Als sie mit dem Crown Vic rückwärts aus der Lücke stieß, sah sie ein Taxi auf dem Motelparkplatz anhalten. Ein pummeliger Mann mit sonnengebleichtem Haar und einem knallbunten Hawaiihemd stieg aus und studierte die Nummern auf den Zimmertüren. Er hatte einen dicken Umschlag oder Aktenordner bei sich, der alt und vergilbt aussah. Rachel beobachtete, wie der Mann die Treppe hinaufging und vor Apartment 22 stehen blieb, Boschs Wohnung. Die Tür ging auf, bevor er klopfen konnte.

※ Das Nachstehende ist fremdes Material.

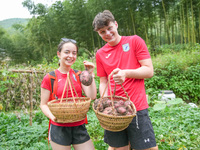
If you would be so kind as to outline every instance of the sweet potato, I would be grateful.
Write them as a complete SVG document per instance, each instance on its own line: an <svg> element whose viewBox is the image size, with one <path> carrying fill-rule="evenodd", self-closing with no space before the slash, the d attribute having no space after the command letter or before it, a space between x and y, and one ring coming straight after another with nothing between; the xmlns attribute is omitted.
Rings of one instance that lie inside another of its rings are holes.
<svg viewBox="0 0 200 150"><path fill-rule="evenodd" d="M124 106L120 106L117 108L117 112L121 115L125 115L126 114L126 108Z"/></svg>
<svg viewBox="0 0 200 150"><path fill-rule="evenodd" d="M80 81L83 85L89 86L92 84L93 77L87 70L84 70L80 75Z"/></svg>
<svg viewBox="0 0 200 150"><path fill-rule="evenodd" d="M111 114L111 113L112 113L112 107L106 107L106 108L103 110L103 113L104 113L104 114Z"/></svg>

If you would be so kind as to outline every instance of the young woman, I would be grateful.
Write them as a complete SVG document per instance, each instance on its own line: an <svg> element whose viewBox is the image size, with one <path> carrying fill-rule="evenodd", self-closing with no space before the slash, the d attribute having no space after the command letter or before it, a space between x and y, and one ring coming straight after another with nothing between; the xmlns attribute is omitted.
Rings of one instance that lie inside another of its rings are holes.
<svg viewBox="0 0 200 150"><path fill-rule="evenodd" d="M57 77L57 94L56 97L61 99L65 81L67 79L67 73L69 73L71 81L76 89L79 97L82 97L82 90L87 97L91 99L96 98L96 85L93 82L89 86L84 86L76 79L74 70L71 66L74 64L77 58L78 47L76 41L72 39L62 38L61 43L58 45L57 55L60 60L59 68L55 70ZM88 61L84 61L84 66L93 72L94 64ZM64 94L64 98L66 97ZM75 92L73 94L76 96ZM68 88L68 97L72 97L70 88ZM81 120L73 123L57 123L56 117L51 113L48 108L48 101L51 98L51 83L49 75L47 74L41 84L41 103L40 108L42 112L50 119L49 140L53 150L71 150L71 145L75 150L94 150L93 143L85 128L85 120Z"/></svg>

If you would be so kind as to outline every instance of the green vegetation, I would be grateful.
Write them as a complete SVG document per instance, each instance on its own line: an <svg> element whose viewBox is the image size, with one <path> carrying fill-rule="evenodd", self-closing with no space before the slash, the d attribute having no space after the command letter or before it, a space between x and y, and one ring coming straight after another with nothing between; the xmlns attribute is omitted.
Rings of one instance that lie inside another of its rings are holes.
<svg viewBox="0 0 200 150"><path fill-rule="evenodd" d="M200 109L177 103L156 111L149 109L159 149L200 149ZM90 108L86 125L96 150L106 150L103 128ZM48 150L48 119L41 111L34 112L33 125L22 112L0 112L0 149ZM20 129L20 130L19 130Z"/></svg>
<svg viewBox="0 0 200 150"><path fill-rule="evenodd" d="M105 42L93 31L92 21L105 9L113 12L120 35L139 35L155 54L165 44L200 43L199 0L65 0L49 8L24 0L23 6L37 17L13 24L12 36L0 27L0 53L3 49L11 64L51 62L62 37L75 39L81 55L94 52Z"/></svg>
<svg viewBox="0 0 200 150"><path fill-rule="evenodd" d="M113 12L121 35L137 34L148 45L154 76L145 79L145 86L159 149L200 149L200 109L187 104L200 104L199 0L65 0L50 8L25 0L23 5L38 17L26 23L7 20L12 33L0 22L0 149L48 149L48 119L38 110L43 76L58 67L61 37L78 42L73 68L84 70L84 60L95 63L95 52L105 43L93 31L92 21L104 9ZM95 79L98 88L99 78ZM160 90L173 90L177 98L161 102ZM30 103L33 116L27 114ZM95 148L105 150L103 129L91 108L88 122Z"/></svg>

Rachel stieß ganz aus der Lücke und fuhr vom Parkplatz auf die Koval Lane. Sie fuhr einmal um den Block und parkte an einer Stelle, wo sie beide Ausfahrten von Boschs billigem Motel im Blick hatte. Sie war sicher, dass Bosch etwas im Schilde führte, und sie würde herausfinden, was das war.
25
B
ackus hatte nur einen flüchtigen Blick auf den Mann erhascht, der auf Rachel Wallings Klopfen hin an die Tür des Motelzimmers gekommen war. Aber er glaubte, ihn aus einer Zeit zu kennen, die viele Jahre zurücklag. Er spürte, wie sein Puls schneller wurde. Wenn er sich bezüglich des Mannes, den Rachel in Zimmer 22 aufsuchte, nicht täuschte, war der Einsatz erheblich höher geworden.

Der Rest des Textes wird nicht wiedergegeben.